I spoke with a teacher named Nuruzzaman Mridha, who said the crash likely occurred around 1:17pm, just minutes before the school's 1:30pm lunch break.
Many parents had already started arriving to pick up their children. Some had taken their kids home.
Others were rescued by the fire service or military. A few students managed to escape on their own.
In the aftermath, anxious parents scrambled between the school and nearby hospitals, searching for their children.
According to the fire service, someone had called for help immediately after spotting the fire. They claimed their first unit reached the site within four minutes.
By the time I got there, rescue operations were already underway.
But the crowd made things harder.
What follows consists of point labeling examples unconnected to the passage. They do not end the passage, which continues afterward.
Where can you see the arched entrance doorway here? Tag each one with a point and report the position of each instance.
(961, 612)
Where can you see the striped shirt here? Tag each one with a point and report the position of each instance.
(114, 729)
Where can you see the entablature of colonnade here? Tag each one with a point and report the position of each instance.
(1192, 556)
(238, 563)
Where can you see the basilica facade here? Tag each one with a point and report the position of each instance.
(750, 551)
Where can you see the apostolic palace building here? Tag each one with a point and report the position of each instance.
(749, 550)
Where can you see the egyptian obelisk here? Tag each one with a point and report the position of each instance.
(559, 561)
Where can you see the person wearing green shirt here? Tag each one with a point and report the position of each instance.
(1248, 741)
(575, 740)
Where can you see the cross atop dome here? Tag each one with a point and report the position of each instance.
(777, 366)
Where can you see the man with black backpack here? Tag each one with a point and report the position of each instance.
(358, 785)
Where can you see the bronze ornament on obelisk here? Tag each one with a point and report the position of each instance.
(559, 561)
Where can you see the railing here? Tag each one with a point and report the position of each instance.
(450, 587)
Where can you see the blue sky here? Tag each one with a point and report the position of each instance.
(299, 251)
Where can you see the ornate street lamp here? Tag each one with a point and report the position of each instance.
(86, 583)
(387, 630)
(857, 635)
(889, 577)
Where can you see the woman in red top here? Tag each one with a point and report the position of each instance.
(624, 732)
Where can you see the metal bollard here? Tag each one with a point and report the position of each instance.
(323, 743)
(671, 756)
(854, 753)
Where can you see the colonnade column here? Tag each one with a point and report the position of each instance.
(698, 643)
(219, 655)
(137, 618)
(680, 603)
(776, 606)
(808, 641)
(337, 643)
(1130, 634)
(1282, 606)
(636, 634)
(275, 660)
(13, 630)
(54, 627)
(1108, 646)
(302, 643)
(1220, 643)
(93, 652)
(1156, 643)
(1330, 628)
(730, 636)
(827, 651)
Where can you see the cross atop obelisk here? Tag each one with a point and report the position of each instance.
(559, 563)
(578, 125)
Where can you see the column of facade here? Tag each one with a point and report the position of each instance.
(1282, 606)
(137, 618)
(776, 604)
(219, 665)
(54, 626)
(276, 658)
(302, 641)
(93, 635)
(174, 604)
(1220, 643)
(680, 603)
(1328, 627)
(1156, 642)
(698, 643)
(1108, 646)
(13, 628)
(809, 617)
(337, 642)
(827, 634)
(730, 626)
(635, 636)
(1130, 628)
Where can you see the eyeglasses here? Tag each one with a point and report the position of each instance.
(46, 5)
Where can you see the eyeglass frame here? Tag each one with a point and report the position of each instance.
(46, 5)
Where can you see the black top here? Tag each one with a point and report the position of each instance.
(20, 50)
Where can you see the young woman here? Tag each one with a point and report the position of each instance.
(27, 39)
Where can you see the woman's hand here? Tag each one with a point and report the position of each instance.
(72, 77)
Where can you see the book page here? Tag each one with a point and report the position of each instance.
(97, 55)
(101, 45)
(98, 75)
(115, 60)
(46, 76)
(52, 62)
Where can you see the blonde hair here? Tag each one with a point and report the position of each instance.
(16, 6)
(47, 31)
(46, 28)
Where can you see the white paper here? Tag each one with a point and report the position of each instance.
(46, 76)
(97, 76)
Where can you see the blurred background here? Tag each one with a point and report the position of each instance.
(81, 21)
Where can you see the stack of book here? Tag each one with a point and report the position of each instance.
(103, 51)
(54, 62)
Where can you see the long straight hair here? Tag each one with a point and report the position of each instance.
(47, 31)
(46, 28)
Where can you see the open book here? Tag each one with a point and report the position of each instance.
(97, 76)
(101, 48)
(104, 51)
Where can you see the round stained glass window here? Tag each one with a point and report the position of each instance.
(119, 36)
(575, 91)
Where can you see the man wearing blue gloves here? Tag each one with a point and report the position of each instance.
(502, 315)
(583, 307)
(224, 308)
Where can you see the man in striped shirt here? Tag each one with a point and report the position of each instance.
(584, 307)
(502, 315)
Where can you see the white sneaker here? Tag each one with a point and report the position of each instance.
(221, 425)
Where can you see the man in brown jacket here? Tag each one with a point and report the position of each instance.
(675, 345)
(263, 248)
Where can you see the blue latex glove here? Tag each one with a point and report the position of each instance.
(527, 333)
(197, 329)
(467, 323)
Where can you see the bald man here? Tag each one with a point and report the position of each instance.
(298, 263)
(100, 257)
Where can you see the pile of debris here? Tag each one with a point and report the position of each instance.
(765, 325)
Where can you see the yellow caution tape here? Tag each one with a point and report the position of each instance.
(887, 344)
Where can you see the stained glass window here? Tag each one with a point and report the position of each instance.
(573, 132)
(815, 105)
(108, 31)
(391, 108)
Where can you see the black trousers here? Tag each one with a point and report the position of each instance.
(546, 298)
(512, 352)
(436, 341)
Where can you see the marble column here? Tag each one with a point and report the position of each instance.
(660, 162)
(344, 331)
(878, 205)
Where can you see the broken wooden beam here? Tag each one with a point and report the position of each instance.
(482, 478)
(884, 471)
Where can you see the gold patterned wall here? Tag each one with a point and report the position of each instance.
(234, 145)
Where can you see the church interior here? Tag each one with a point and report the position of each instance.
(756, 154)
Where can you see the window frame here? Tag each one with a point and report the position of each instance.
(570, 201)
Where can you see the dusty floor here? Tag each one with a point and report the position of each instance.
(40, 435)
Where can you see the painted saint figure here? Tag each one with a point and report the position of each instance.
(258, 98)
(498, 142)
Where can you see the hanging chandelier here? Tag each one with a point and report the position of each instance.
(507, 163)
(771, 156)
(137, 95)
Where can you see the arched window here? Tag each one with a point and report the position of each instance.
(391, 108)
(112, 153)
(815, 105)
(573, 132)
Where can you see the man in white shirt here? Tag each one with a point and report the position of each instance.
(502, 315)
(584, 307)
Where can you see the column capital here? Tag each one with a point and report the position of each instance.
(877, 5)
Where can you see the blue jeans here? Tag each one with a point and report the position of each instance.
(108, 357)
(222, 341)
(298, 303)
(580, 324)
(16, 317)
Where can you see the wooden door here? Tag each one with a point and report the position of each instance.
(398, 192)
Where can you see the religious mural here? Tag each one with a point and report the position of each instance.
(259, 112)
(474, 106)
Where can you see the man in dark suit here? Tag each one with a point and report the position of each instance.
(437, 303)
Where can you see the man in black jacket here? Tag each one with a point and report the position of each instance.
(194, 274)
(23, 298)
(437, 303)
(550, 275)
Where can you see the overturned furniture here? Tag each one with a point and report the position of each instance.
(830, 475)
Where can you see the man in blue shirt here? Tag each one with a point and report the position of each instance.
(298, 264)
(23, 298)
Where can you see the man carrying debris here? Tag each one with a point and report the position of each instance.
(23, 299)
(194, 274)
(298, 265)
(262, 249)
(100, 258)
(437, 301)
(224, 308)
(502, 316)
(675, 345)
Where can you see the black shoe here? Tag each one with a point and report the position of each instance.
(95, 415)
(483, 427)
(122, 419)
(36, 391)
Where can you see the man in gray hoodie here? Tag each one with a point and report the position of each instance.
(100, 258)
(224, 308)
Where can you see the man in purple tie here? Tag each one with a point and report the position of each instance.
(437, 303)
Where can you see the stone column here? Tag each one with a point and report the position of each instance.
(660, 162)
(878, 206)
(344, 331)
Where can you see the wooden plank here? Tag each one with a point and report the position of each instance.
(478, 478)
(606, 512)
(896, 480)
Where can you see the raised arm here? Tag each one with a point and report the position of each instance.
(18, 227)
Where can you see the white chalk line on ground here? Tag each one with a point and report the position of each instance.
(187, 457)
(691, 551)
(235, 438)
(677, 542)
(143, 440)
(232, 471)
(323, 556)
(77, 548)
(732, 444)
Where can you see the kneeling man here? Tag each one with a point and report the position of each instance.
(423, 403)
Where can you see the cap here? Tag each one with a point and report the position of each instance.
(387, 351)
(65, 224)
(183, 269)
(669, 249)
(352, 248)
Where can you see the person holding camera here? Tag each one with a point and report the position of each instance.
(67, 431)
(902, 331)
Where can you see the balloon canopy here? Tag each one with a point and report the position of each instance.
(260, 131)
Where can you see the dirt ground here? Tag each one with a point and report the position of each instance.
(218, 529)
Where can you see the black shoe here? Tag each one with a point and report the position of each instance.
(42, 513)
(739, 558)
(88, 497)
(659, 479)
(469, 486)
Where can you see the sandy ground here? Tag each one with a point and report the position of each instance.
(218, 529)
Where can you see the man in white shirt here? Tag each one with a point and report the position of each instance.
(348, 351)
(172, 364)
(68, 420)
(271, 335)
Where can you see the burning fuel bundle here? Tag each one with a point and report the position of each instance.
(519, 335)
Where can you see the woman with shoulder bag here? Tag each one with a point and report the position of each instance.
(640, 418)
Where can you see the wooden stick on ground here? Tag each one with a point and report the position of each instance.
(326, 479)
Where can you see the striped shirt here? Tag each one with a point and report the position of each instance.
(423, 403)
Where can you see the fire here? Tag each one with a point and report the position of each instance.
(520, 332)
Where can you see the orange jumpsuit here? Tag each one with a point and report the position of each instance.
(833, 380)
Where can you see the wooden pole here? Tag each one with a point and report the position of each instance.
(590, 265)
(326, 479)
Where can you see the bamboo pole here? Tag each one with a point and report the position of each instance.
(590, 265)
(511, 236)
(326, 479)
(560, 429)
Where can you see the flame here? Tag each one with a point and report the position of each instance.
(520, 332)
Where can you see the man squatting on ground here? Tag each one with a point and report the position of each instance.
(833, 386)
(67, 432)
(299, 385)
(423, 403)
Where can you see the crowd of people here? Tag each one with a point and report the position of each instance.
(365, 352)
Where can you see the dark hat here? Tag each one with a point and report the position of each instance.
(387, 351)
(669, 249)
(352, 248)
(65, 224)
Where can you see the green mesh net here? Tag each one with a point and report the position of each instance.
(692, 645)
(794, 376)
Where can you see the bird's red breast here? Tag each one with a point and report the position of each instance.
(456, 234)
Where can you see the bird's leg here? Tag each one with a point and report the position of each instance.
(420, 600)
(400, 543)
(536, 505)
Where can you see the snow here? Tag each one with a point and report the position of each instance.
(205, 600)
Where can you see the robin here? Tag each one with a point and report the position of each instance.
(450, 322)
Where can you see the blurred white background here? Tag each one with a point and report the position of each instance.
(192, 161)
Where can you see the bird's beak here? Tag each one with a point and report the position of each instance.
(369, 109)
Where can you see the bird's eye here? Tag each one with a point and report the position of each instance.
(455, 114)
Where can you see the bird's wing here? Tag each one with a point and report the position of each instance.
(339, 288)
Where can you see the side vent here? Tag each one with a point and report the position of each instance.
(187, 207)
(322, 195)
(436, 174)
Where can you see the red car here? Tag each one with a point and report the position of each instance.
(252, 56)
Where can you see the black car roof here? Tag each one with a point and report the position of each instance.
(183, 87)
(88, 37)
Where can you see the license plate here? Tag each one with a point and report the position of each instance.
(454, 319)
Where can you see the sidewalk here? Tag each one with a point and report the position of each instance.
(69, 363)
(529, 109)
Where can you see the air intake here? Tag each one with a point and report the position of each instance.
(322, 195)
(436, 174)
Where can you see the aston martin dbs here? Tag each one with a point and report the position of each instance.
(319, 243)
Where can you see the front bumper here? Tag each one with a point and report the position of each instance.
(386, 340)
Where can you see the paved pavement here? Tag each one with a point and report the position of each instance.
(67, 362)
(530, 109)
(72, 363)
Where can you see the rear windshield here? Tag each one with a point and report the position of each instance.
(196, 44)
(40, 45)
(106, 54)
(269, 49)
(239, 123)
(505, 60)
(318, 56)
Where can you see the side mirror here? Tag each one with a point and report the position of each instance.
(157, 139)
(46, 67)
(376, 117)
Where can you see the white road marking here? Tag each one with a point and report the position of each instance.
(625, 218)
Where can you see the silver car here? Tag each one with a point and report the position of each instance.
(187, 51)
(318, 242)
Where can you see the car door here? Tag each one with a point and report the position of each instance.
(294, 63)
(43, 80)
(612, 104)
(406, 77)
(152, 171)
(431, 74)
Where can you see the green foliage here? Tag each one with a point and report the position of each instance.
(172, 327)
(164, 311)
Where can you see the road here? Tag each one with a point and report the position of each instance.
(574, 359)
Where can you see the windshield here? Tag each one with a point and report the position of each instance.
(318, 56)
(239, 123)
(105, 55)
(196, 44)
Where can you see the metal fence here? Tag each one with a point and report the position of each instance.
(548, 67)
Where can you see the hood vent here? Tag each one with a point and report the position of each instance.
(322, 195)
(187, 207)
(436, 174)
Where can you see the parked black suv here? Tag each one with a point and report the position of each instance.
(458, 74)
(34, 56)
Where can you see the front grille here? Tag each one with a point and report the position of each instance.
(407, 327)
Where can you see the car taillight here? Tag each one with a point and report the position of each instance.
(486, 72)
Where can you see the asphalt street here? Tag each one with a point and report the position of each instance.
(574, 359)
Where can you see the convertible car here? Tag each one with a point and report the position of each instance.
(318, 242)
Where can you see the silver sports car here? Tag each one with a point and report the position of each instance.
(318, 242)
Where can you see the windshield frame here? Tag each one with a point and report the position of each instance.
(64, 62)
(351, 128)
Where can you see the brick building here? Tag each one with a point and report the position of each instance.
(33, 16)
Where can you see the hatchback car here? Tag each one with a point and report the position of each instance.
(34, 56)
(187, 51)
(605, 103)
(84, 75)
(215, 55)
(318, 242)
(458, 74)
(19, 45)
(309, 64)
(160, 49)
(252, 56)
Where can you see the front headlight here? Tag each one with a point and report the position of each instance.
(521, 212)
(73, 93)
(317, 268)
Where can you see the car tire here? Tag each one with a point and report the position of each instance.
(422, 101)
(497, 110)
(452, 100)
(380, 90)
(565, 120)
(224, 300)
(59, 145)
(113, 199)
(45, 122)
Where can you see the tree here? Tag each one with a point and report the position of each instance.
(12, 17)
Many bystanders were blocking the rescue paths. Some even tried to get inside the compound.
In a disaster zone, that kind of interference is dangerous.
We had to find alternate routes just to keep doing our job.
The scene – children, parents, burning wreckage – brought back painful memories.
I've seen disasters before. The worst was a factory fire where 52 people died. That day, the building stood like a skeleton under heavy rain.
Plastic body bags filled with charred bodies lined the ground.
That was the first time I truly felt like I couldn't continue this work. But I kept going. Maybe it's the rhythm of work that numbs it. Somehow, I cope.
What stays with me, though, is this: even with so many officials on-site, we still lacked central coordination.
There was no system, no single place to check who had been taken to hospitals, who had been found, where to go for help.
In moments like this, that absence is unacceptable. We need more than a reaction. We need to be prepared.